A Signal-to-Noise Ratio (SNR) Visualization Utility

• This utility helps to get a sense of what a simple signal would look like at various signal-to-noise ratio (SNR) levels.

• SNR is defined as: \[ SNR = 10*log10((Power of Signal)/(Power of Noise)) \], in decibels (dB)

• Typically, in communications settings, the noise being added is Gaussian distributed

The power of the sine wave \( Asin(wt) \) is \( A^2/2 \).
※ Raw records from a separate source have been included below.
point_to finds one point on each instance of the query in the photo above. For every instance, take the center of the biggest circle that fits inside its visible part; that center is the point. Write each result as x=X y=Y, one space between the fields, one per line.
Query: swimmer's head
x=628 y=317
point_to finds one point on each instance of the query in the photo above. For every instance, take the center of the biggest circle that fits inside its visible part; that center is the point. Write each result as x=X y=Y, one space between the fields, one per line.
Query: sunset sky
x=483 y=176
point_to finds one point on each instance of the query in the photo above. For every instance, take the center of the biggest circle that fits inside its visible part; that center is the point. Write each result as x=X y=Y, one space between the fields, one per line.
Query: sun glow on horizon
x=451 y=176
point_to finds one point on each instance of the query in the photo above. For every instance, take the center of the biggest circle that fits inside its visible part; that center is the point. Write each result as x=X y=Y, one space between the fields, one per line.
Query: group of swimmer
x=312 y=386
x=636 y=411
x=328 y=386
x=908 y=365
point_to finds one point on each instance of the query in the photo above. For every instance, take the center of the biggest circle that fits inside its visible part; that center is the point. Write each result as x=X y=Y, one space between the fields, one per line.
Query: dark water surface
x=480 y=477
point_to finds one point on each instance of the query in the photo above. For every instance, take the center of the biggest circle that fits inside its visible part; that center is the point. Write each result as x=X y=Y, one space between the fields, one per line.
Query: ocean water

To make things easy, just let \( A=1 \), then we say the power in our signal is \( Ps = 0.5 \).

If we add noise with equal power to the signal, then the SNR is a low value : \( SNR=10*log10(0.5/0.5) = 0 \).

If we add noise with much lower power than the signal, then the SNR will be a high value : \( SNR=10*log10(0.5/0.0005) = 30 \).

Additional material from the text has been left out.